In the intervening decades, the Draupner wave and other rogues became the subject of much speculation and scientific analysis. No one really understood what mysterious forces drove such exotic leviathans of the deep to form. Rogue waves often appear during severe storms. But the data scientists collected about them did not present any clear answers about their origins, making them difficult to forecast and dangerous for ships and their crews, many of which have been lost to rogue wave strikes.
Rogue waves are part of the ocean’s language.

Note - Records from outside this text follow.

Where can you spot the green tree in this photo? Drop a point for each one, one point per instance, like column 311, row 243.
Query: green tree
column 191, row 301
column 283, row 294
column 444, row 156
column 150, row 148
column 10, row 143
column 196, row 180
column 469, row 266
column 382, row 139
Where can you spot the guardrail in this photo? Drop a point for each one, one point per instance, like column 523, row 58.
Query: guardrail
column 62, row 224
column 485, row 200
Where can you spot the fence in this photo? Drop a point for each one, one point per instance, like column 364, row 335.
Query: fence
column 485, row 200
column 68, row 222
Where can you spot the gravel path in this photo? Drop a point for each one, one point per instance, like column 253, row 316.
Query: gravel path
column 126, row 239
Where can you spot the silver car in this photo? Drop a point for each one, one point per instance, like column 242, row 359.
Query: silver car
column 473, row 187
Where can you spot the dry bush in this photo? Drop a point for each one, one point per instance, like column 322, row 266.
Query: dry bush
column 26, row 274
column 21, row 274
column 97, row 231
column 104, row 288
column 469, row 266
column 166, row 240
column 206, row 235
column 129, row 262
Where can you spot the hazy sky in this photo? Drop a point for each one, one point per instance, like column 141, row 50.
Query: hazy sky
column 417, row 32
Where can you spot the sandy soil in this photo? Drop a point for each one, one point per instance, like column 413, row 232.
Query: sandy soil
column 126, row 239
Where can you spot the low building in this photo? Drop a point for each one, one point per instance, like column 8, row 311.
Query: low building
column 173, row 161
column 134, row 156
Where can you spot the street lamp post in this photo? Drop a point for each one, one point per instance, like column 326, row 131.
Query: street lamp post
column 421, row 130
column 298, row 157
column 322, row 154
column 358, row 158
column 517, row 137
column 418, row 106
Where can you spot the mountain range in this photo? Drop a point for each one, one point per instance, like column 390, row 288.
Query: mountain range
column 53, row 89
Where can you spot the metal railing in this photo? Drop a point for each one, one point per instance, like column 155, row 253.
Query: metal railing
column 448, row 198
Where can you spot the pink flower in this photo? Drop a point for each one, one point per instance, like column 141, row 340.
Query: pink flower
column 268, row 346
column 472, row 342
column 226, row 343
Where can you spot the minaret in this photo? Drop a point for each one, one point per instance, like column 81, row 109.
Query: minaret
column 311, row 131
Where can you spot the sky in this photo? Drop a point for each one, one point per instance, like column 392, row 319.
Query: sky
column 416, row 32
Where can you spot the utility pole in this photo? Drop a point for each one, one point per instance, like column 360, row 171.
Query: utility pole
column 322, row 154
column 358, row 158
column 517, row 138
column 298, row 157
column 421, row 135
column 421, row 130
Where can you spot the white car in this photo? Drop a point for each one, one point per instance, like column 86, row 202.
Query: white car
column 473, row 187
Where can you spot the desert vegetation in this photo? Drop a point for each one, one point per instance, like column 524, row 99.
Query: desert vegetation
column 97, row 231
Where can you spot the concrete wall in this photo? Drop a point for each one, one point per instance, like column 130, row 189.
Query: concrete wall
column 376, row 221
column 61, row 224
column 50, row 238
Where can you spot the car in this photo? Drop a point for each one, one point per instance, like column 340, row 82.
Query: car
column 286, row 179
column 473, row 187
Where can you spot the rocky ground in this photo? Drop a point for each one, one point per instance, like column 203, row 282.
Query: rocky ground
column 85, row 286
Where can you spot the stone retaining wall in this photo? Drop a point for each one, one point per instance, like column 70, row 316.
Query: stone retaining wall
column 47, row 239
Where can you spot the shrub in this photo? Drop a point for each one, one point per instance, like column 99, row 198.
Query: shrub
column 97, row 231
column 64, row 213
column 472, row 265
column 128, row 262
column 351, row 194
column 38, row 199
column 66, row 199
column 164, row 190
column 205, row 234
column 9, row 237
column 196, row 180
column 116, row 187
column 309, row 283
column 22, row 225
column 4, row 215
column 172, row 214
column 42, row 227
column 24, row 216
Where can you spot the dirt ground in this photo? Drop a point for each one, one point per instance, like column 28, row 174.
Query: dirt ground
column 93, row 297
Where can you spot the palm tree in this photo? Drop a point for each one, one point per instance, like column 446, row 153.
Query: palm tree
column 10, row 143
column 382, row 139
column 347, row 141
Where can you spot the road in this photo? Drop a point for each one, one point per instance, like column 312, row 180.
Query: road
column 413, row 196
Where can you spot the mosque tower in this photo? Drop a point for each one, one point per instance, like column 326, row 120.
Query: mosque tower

Scientists have generally assumed extraordinary forces must drive such extraordinary waves, and have gone to great lengths to identify these forces. The dominant theory attributed them to so-called “modulational instability”—small changes in spacing and timing of waves. But Fedele and a team of researchers studied 18 years of data from the North Sea and discovered that, in fact, two natural ocean wave processes conspire to generate rogue waves. First, several large waves line up and amplify each other. Second, natural wave effects stretch the shape in a nonlinear way, increasing the size by an additional 15 to 20 percent. Together, these two processes can produce a single massive mountain of water.
According to Fedele, rogue waves result from natural ocean dynamics—they are not exceptions to them. “This is the most definitive, real-world evidence to date,” added Fedele, who has long been skeptical of traditional explanations for rogue waves. The team reported their findings in Scientific Reports. Now the researchers hope to build models that could one day be used to forecast these dangerous outliers.
The data the scientists collected included 27,500 wave records, which consisted of 30 minutes of recordings of height, frequency, and direction, the most comprehensive dataset of its kind. Each rogue wave carries a kind of fingerprint, said Fedele. The dynamics of the ocean waves that precede and follow the peak can reveal how it formed. He is now using machine learning to comb through decades of data to help perfect forecasting models to protect ships and crews from future rogue wave disasters.
“Rogue waves are, simply, a bad day at sea,” Fedele said. “They are extreme events, but they’re part of the ocean’s language. We’re just finally learning how to listen.”